Nach der ersten Welle gab es entsprechend viel Kritik am Gesundheitssystem. Der Vorwurf lautete, der Fokus habe zu stark auf spezialisierten Krankenhäusern gelegen und die Versorgung der breiten Masse etwa durch Hausärzte sei vernachlässigt worden.
Ich glaube, dass es unmöglich war, sich auf den Ausbruch einer solchen Pandemie angemessen vorzubereiten. Das ist keine Kritik, das ist leider eine Tatsache. In der zweiten Welle ist es uns gelungen, die Situation besser unter Kontrolle zu behalten, aber das lag nicht an Verbesserungen im Gesundheitssystem, sondern daran, dass es viel weniger Infizierte gab. Kamen im März vergangenen Jahres noch 80, 90 Menschen mit COVID-Symptomen täglich in unsere Notaufnahme, waren es in der zweiten Welle nicht mehr als 15. Ich denke, dass die Lösung für die Bewältigung einer solchen Pandemie nicht in den Krankenhäusern, sondern im Benehmen der Bevölkerung liegt. Die Isolierung von positiven Patienten und die Nachverfolgung der Ansteckungsketten sind die einzigen Waffen, die wirklich helfen.
Hat die italienische Bevölkerung diese Waffen gut genutzt?
Ich glaube, dass sich die Menschen so gut benommen haben, wie man es sich nur hätte wünschen können. Doch das geht jetzt schon seit einem Jahr so und die Situation ist für alle schwierig. Für einige Menschen ist es aber besonders schwierig, für die Jugendlichen etwa, oder für Menschen, die kein geregeltes Einkommen haben. Für mich selbst war es, obwohl ich grosse Angst vor dem Virus hatte und mich schliesslich sogar mit ihm angesteckt habe, vergleichsweise einfacher, mich an die Regeln zu halten. Einerseits weil ich das Virus aus der Nähe kannte und wusste, wovor wir uns schützen müssen und andererseits, weil meine Familie und ich finanziell abgesichert sind.
Aktuell steigen die Infektionszahlen in Italien wieder an. Glauben Sie, dass die Regierung die richtigen Entscheidungen trifft, um die Ausbreitung des Virus zu bekämpfen?
Ich weiss nicht, ob die Regierung sich jetzt für einen härteren Lockdown entscheiden wird, um die Ausbreitung zu stoppen. Und ich finde, dass wir Fachexperten davon Abstand nehmen sollten, den Umgang der Politiker mit der Pandemie zu beurteilen.
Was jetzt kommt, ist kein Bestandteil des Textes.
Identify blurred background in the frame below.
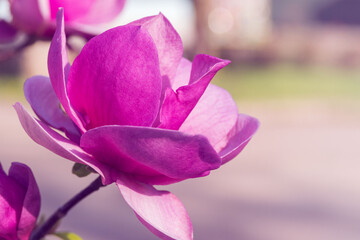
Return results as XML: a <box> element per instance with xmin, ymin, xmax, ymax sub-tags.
<box><xmin>0</xmin><ymin>0</ymin><xmax>360</xmax><ymax>240</ymax></box>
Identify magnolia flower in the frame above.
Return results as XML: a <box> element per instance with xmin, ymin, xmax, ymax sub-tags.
<box><xmin>0</xmin><ymin>0</ymin><xmax>125</xmax><ymax>57</ymax></box>
<box><xmin>0</xmin><ymin>163</ymin><xmax>40</xmax><ymax>240</ymax></box>
<box><xmin>15</xmin><ymin>10</ymin><xmax>259</xmax><ymax>239</ymax></box>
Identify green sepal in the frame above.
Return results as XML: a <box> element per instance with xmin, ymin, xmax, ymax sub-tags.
<box><xmin>72</xmin><ymin>163</ymin><xmax>92</xmax><ymax>177</ymax></box>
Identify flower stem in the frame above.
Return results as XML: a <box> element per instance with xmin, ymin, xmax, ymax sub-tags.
<box><xmin>30</xmin><ymin>177</ymin><xmax>104</xmax><ymax>240</ymax></box>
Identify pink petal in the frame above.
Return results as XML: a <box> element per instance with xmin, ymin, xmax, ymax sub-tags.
<box><xmin>219</xmin><ymin>114</ymin><xmax>260</xmax><ymax>164</ymax></box>
<box><xmin>9</xmin><ymin>163</ymin><xmax>40</xmax><ymax>240</ymax></box>
<box><xmin>0</xmin><ymin>165</ymin><xmax>25</xmax><ymax>240</ymax></box>
<box><xmin>179</xmin><ymin>84</ymin><xmax>238</xmax><ymax>152</ymax></box>
<box><xmin>0</xmin><ymin>20</ymin><xmax>18</xmax><ymax>44</ymax></box>
<box><xmin>170</xmin><ymin>58</ymin><xmax>192</xmax><ymax>90</ymax></box>
<box><xmin>24</xmin><ymin>76</ymin><xmax>80</xmax><ymax>142</ymax></box>
<box><xmin>14</xmin><ymin>103</ymin><xmax>110</xmax><ymax>184</ymax></box>
<box><xmin>130</xmin><ymin>13</ymin><xmax>183</xmax><ymax>79</ymax></box>
<box><xmin>80</xmin><ymin>126</ymin><xmax>220</xmax><ymax>183</ymax></box>
<box><xmin>116</xmin><ymin>176</ymin><xmax>193</xmax><ymax>240</ymax></box>
<box><xmin>10</xmin><ymin>0</ymin><xmax>47</xmax><ymax>34</ymax></box>
<box><xmin>68</xmin><ymin>25</ymin><xmax>161</xmax><ymax>129</ymax></box>
<box><xmin>159</xmin><ymin>55</ymin><xmax>230</xmax><ymax>130</ymax></box>
<box><xmin>49</xmin><ymin>0</ymin><xmax>125</xmax><ymax>24</ymax></box>
<box><xmin>48</xmin><ymin>9</ymin><xmax>86</xmax><ymax>132</ymax></box>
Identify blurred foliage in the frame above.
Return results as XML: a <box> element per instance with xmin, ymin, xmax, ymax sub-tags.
<box><xmin>213</xmin><ymin>65</ymin><xmax>360</xmax><ymax>101</ymax></box>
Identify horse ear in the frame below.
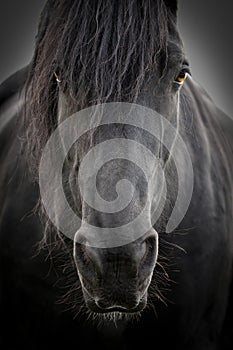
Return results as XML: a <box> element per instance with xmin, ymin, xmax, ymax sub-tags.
<box><xmin>164</xmin><ymin>0</ymin><xmax>178</xmax><ymax>16</ymax></box>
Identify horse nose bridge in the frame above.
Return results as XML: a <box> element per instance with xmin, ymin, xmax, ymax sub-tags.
<box><xmin>75</xmin><ymin>230</ymin><xmax>157</xmax><ymax>280</ymax></box>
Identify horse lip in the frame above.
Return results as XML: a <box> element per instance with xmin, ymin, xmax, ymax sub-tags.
<box><xmin>83</xmin><ymin>290</ymin><xmax>147</xmax><ymax>314</ymax></box>
<box><xmin>87</xmin><ymin>300</ymin><xmax>145</xmax><ymax>314</ymax></box>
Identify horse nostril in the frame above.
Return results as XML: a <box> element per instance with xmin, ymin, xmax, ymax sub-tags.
<box><xmin>95</xmin><ymin>300</ymin><xmax>137</xmax><ymax>312</ymax></box>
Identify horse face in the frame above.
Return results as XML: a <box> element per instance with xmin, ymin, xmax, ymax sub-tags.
<box><xmin>54</xmin><ymin>13</ymin><xmax>186</xmax><ymax>313</ymax></box>
<box><xmin>74</xmin><ymin>229</ymin><xmax>158</xmax><ymax>313</ymax></box>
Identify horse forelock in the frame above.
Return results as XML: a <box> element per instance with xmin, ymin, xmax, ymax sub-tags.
<box><xmin>26</xmin><ymin>0</ymin><xmax>178</xmax><ymax>168</ymax></box>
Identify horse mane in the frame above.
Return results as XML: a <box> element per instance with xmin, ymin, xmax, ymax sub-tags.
<box><xmin>26</xmin><ymin>0</ymin><xmax>175</xmax><ymax>169</ymax></box>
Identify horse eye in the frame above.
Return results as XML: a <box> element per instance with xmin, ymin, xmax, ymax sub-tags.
<box><xmin>174</xmin><ymin>70</ymin><xmax>188</xmax><ymax>85</ymax></box>
<box><xmin>53</xmin><ymin>72</ymin><xmax>61</xmax><ymax>84</ymax></box>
Denn für mich ist es viel zu einfach zu sagen, dass die beste Waffe gegen Infektionen dieser Art die komplette Isolierung ist. Aber es gibt auch soziale Gleichgewichte, die aus wirtschaftlicher Sicht aufrechterhalten werden müssen. Kurzum, ich beneide diejenigen nicht, die diese Abwägungen treffen und Entscheidungen fällen müssen.
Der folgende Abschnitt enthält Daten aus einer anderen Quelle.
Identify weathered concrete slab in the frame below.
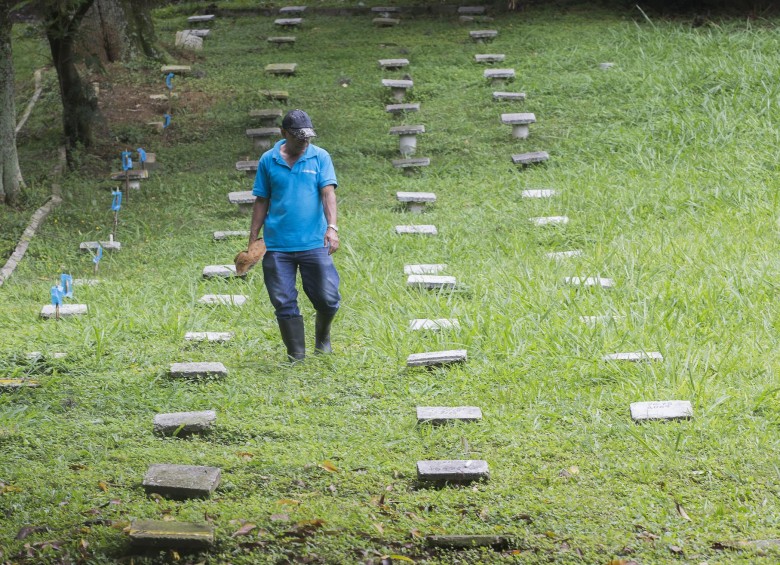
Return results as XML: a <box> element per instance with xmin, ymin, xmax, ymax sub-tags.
<box><xmin>564</xmin><ymin>277</ymin><xmax>615</xmax><ymax>288</ymax></box>
<box><xmin>520</xmin><ymin>188</ymin><xmax>557</xmax><ymax>198</ymax></box>
<box><xmin>409</xmin><ymin>318</ymin><xmax>460</xmax><ymax>332</ymax></box>
<box><xmin>128</xmin><ymin>520</ymin><xmax>214</xmax><ymax>550</ymax></box>
<box><xmin>184</xmin><ymin>332</ymin><xmax>236</xmax><ymax>341</ymax></box>
<box><xmin>604</xmin><ymin>351</ymin><xmax>664</xmax><ymax>363</ymax></box>
<box><xmin>417</xmin><ymin>459</ymin><xmax>490</xmax><ymax>483</ymax></box>
<box><xmin>406</xmin><ymin>349</ymin><xmax>468</xmax><ymax>367</ymax></box>
<box><xmin>214</xmin><ymin>230</ymin><xmax>249</xmax><ymax>241</ymax></box>
<box><xmin>379</xmin><ymin>59</ymin><xmax>409</xmax><ymax>71</ymax></box>
<box><xmin>493</xmin><ymin>92</ymin><xmax>525</xmax><ymax>102</ymax></box>
<box><xmin>630</xmin><ymin>400</ymin><xmax>693</xmax><ymax>422</ymax></box>
<box><xmin>417</xmin><ymin>406</ymin><xmax>482</xmax><ymax>425</ymax></box>
<box><xmin>143</xmin><ymin>463</ymin><xmax>222</xmax><ymax>498</ymax></box>
<box><xmin>544</xmin><ymin>249</ymin><xmax>582</xmax><ymax>259</ymax></box>
<box><xmin>512</xmin><ymin>151</ymin><xmax>550</xmax><ymax>165</ymax></box>
<box><xmin>406</xmin><ymin>275</ymin><xmax>457</xmax><ymax>290</ymax></box>
<box><xmin>528</xmin><ymin>216</ymin><xmax>569</xmax><ymax>226</ymax></box>
<box><xmin>404</xmin><ymin>263</ymin><xmax>447</xmax><ymax>275</ymax></box>
<box><xmin>41</xmin><ymin>304</ymin><xmax>87</xmax><ymax>318</ymax></box>
<box><xmin>168</xmin><ymin>361</ymin><xmax>227</xmax><ymax>379</ymax></box>
<box><xmin>203</xmin><ymin>265</ymin><xmax>236</xmax><ymax>279</ymax></box>
<box><xmin>154</xmin><ymin>410</ymin><xmax>217</xmax><ymax>436</ymax></box>
<box><xmin>474</xmin><ymin>53</ymin><xmax>506</xmax><ymax>63</ymax></box>
<box><xmin>198</xmin><ymin>294</ymin><xmax>246</xmax><ymax>306</ymax></box>
<box><xmin>79</xmin><ymin>241</ymin><xmax>122</xmax><ymax>251</ymax></box>
<box><xmin>395</xmin><ymin>225</ymin><xmax>439</xmax><ymax>235</ymax></box>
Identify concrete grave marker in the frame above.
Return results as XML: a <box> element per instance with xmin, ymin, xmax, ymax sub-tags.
<box><xmin>604</xmin><ymin>351</ymin><xmax>664</xmax><ymax>363</ymax></box>
<box><xmin>544</xmin><ymin>249</ymin><xmax>582</xmax><ymax>259</ymax></box>
<box><xmin>469</xmin><ymin>29</ymin><xmax>498</xmax><ymax>43</ymax></box>
<box><xmin>41</xmin><ymin>304</ymin><xmax>87</xmax><ymax>319</ymax></box>
<box><xmin>265</xmin><ymin>63</ymin><xmax>298</xmax><ymax>76</ymax></box>
<box><xmin>203</xmin><ymin>265</ymin><xmax>236</xmax><ymax>279</ymax></box>
<box><xmin>143</xmin><ymin>464</ymin><xmax>222</xmax><ymax>498</ymax></box>
<box><xmin>528</xmin><ymin>216</ymin><xmax>569</xmax><ymax>226</ymax></box>
<box><xmin>246</xmin><ymin>126</ymin><xmax>282</xmax><ymax>151</ymax></box>
<box><xmin>198</xmin><ymin>294</ymin><xmax>246</xmax><ymax>306</ymax></box>
<box><xmin>409</xmin><ymin>318</ymin><xmax>460</xmax><ymax>332</ymax></box>
<box><xmin>512</xmin><ymin>151</ymin><xmax>550</xmax><ymax>165</ymax></box>
<box><xmin>406</xmin><ymin>349</ymin><xmax>467</xmax><ymax>367</ymax></box>
<box><xmin>379</xmin><ymin>59</ymin><xmax>409</xmax><ymax>71</ymax></box>
<box><xmin>184</xmin><ymin>332</ymin><xmax>235</xmax><ymax>342</ymax></box>
<box><xmin>249</xmin><ymin>108</ymin><xmax>282</xmax><ymax>127</ymax></box>
<box><xmin>564</xmin><ymin>277</ymin><xmax>615</xmax><ymax>288</ymax></box>
<box><xmin>228</xmin><ymin>192</ymin><xmax>257</xmax><ymax>214</ymax></box>
<box><xmin>417</xmin><ymin>459</ymin><xmax>490</xmax><ymax>483</ymax></box>
<box><xmin>404</xmin><ymin>263</ymin><xmax>447</xmax><ymax>275</ymax></box>
<box><xmin>128</xmin><ymin>520</ymin><xmax>214</xmax><ymax>550</ymax></box>
<box><xmin>417</xmin><ymin>406</ymin><xmax>482</xmax><ymax>425</ymax></box>
<box><xmin>395</xmin><ymin>192</ymin><xmax>436</xmax><ymax>214</ymax></box>
<box><xmin>474</xmin><ymin>53</ymin><xmax>506</xmax><ymax>63</ymax></box>
<box><xmin>168</xmin><ymin>361</ymin><xmax>227</xmax><ymax>379</ymax></box>
<box><xmin>406</xmin><ymin>275</ymin><xmax>457</xmax><ymax>290</ymax></box>
<box><xmin>501</xmin><ymin>113</ymin><xmax>536</xmax><ymax>139</ymax></box>
<box><xmin>392</xmin><ymin>157</ymin><xmax>431</xmax><ymax>176</ymax></box>
<box><xmin>214</xmin><ymin>230</ymin><xmax>249</xmax><ymax>241</ymax></box>
<box><xmin>630</xmin><ymin>400</ymin><xmax>693</xmax><ymax>422</ymax></box>
<box><xmin>154</xmin><ymin>410</ymin><xmax>217</xmax><ymax>436</ymax></box>
<box><xmin>390</xmin><ymin>125</ymin><xmax>425</xmax><ymax>157</ymax></box>
<box><xmin>395</xmin><ymin>225</ymin><xmax>439</xmax><ymax>235</ymax></box>
<box><xmin>493</xmin><ymin>92</ymin><xmax>525</xmax><ymax>102</ymax></box>
<box><xmin>385</xmin><ymin>102</ymin><xmax>420</xmax><ymax>115</ymax></box>
<box><xmin>382</xmin><ymin>78</ymin><xmax>414</xmax><ymax>102</ymax></box>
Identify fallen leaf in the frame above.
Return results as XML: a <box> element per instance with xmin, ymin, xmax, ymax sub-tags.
<box><xmin>320</xmin><ymin>461</ymin><xmax>339</xmax><ymax>473</ymax></box>
<box><xmin>230</xmin><ymin>522</ymin><xmax>257</xmax><ymax>538</ymax></box>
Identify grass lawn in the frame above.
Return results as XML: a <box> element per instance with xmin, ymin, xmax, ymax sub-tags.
<box><xmin>0</xmin><ymin>2</ymin><xmax>780</xmax><ymax>564</ymax></box>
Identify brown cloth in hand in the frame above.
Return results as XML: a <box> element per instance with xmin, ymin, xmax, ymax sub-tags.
<box><xmin>235</xmin><ymin>239</ymin><xmax>265</xmax><ymax>277</ymax></box>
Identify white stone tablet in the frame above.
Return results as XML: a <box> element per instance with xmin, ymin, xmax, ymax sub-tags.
<box><xmin>630</xmin><ymin>400</ymin><xmax>693</xmax><ymax>422</ymax></box>
<box><xmin>409</xmin><ymin>318</ymin><xmax>460</xmax><ymax>332</ymax></box>
<box><xmin>404</xmin><ymin>263</ymin><xmax>447</xmax><ymax>275</ymax></box>
<box><xmin>604</xmin><ymin>351</ymin><xmax>664</xmax><ymax>363</ymax></box>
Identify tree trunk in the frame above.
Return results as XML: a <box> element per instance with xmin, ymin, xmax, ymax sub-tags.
<box><xmin>46</xmin><ymin>0</ymin><xmax>98</xmax><ymax>164</ymax></box>
<box><xmin>0</xmin><ymin>2</ymin><xmax>21</xmax><ymax>204</ymax></box>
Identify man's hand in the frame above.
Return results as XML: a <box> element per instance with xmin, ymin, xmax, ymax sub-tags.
<box><xmin>323</xmin><ymin>228</ymin><xmax>339</xmax><ymax>255</ymax></box>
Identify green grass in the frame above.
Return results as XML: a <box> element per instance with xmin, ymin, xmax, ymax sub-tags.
<box><xmin>0</xmin><ymin>2</ymin><xmax>780</xmax><ymax>563</ymax></box>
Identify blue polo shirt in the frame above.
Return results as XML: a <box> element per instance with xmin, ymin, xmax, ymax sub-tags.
<box><xmin>252</xmin><ymin>140</ymin><xmax>338</xmax><ymax>252</ymax></box>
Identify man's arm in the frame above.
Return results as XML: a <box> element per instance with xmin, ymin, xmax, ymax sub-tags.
<box><xmin>320</xmin><ymin>184</ymin><xmax>339</xmax><ymax>255</ymax></box>
<box><xmin>254</xmin><ymin>196</ymin><xmax>268</xmax><ymax>245</ymax></box>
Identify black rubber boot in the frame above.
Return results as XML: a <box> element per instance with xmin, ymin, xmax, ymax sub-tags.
<box><xmin>314</xmin><ymin>312</ymin><xmax>336</xmax><ymax>354</ymax></box>
<box><xmin>276</xmin><ymin>316</ymin><xmax>306</xmax><ymax>363</ymax></box>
"Es wird noch dauern, bis wir zu unserem normalen Leben zurückkehren können"
Sind Sie zuversichtlich, dass wir die Pandemie mit den Impfungen unter Kontrolle bekommen werden?
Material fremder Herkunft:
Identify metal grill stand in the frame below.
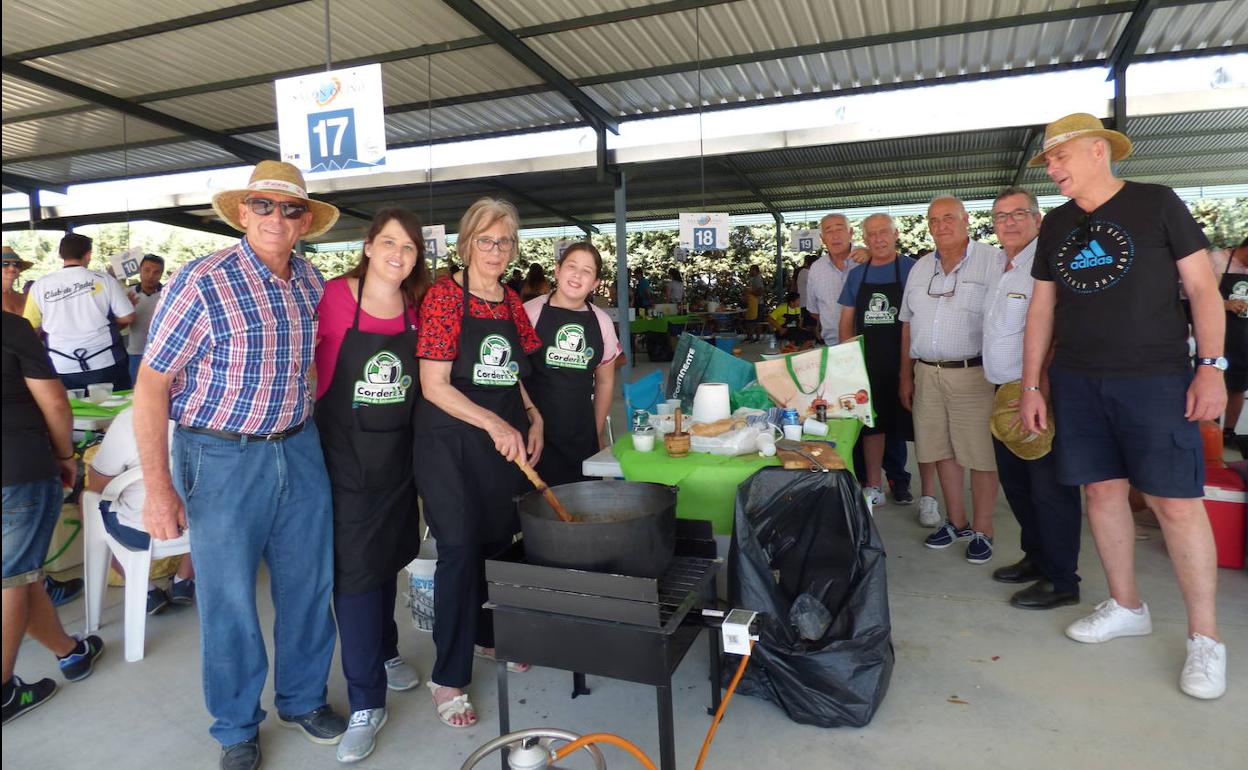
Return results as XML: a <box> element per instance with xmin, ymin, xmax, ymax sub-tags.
<box><xmin>485</xmin><ymin>520</ymin><xmax>723</xmax><ymax>770</ymax></box>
Ja, das glaube ich. Ich selbst bin auch schon geimpft. Doch leider wird es noch etwas dauern, bis ein relevanter Anteil der Bevölkerung geimpft ist und wir zu unserem normalen Leben zurückkehren können. Denn wir dürfen nicht vergessen, dass die anderen Krankheiten nicht einfach aufgehört haben, zu existieren. Es ist nicht möglich, dass das gesamte medizinische Personal seine reguläre Arbeit liegen lässt und sich plötzlich nur noch der Impfkampagne widmet.
Glauben Sie, dass es Bergamo gelingen wird, sich von der Katastrophe zu erholen, die die Stadt erlebt hat?
Davon bin ich überzeugt. Der Tatendrang der Menschen hier, ihre Motivation im Alltag und im Beruf ist die ganze Zeit über ungebrochen geblieben. Das sehe ich jeden Tag im Krankenhaus. Das Personal hat die Arbeit, die im März und April liegengeblieben ist, wieder aufgeholt und arbeitet bis heute mit grosser Hingabe. Sobald wir grünes Licht bekommen, werden die Einwohner dieser Region das Gleiche tun und zu dem sozial und wirtschaftlich prosperierenden Leben zurückkehren, das sie vorher geführt haben.